As of 2015, there were 86.38 mi of public roads in Plainfield Township, of which 34.23 mi were maintained by the Pennsylvania Department of Transportation (PennDOT) and 52.15 mi were maintained by the township.

Pennsylvania Route 33 is the most prominent highway serving Plainfield Township. It follows a north-south alignment across the western portion of the township. Pennsylvania Route 191 follows a southwest-northeast alignment through the southern and eastern portions of the township. Pennsylvania Route 512 also follows a southwest-northeast alignment, but through the northern and western parts of the township.

==Demographics==

As of the census of 2000, there were 5,668 people, 2,130 households, and 1,637 families residing in the township. The population density was 229.2 PD/sqmi. There were 2,191 housing units at an average density of 88.6 /sqmi. The racial makeup of the township was 98.85% White, 0.37% African American, 0.02% Native American, 0.28% Asian, 0.14% from other races, and 0.34% from two or more races. Hispanic or Latino of any race were 0.67% of the population.

There were 2,130 households, out of which 30.4% had children under the age of 18 living with them, 68.0% were married couples living together, 5.6% had a female householder with no husband present, and 23.1% were non-families. 18.6% of all households were made up of individuals, and 9.0% had someone living alone who was 65 years of age or older.
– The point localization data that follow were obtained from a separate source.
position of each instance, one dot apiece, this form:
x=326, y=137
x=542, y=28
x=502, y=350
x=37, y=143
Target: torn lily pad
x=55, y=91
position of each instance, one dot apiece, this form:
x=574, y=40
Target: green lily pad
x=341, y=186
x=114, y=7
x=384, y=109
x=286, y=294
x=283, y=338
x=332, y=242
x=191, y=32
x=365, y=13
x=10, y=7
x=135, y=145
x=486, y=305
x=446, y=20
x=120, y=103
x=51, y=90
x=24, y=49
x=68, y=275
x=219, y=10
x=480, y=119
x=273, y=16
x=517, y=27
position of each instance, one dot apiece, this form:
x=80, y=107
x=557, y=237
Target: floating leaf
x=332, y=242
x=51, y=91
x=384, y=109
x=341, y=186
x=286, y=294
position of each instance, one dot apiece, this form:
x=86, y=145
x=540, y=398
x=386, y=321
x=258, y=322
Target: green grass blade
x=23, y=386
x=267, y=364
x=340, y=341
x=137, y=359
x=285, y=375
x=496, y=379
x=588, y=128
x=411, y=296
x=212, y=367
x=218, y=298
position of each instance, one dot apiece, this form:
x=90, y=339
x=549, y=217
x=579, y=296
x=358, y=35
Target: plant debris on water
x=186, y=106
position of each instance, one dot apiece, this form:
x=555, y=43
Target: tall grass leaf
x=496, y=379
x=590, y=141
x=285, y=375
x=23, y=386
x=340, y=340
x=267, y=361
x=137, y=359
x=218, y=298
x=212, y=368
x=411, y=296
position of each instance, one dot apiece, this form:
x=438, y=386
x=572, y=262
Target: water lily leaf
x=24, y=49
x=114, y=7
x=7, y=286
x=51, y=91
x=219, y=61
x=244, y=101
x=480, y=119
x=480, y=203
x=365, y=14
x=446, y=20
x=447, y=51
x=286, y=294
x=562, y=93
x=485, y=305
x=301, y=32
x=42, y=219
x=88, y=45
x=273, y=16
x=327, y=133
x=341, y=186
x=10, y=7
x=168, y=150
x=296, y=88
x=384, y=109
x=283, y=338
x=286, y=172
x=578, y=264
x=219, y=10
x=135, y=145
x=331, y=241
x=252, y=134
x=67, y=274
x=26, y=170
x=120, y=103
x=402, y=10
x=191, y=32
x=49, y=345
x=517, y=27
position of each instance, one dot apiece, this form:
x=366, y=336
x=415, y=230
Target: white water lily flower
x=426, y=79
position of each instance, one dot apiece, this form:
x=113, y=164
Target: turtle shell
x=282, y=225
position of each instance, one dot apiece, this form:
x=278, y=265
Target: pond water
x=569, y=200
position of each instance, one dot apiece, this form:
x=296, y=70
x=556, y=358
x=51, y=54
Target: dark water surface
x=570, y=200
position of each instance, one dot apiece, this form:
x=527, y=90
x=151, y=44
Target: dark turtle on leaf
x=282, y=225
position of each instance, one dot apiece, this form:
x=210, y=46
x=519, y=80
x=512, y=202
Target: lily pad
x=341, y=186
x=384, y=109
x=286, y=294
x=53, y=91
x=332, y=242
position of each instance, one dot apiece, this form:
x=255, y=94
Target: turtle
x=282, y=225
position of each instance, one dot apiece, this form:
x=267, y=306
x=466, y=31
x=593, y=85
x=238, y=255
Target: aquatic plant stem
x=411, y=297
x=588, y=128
The average household size was 2.62 and the average family size was 3.00.

In the township, the population was spread out, with 22.2% under the age of 18, 6.1% from 18 to 24, 27.1% from 25 to 44, 27.8% from 45 to 64, and 16.7% who were 65 years of age or older. The median age was 42 years. For every 100 females, there were 96.9 males. For every 100 females age 18 and over, there were 93.2 males.
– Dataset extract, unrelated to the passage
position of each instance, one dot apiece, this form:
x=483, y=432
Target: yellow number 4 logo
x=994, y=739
The median income for a household in the township was $49,019, and the median income for a family was $54,856. Males had a median income of $39,334 versus $25,145 for females. The per capita income for the township was $20,639. About 1.7% of families and 3.7% of the population were below the poverty line, including 2.9% of those under age 18 and 4.9% of those age 65 or over.

Historical population
| Census | Pop. | Note | %± |
| 2000 | 5,668 |  | — |
| 2010 | 6,138 |  | 8.3% |
| 2016 (est.) | 6,153 |  | 0.2% |
U.S. Decennial Census

==Education==

The township is served by the Pen Argyl Area School District. Students in grades nine through 12 attend Pen Argyl Area High School in Pen Argyl.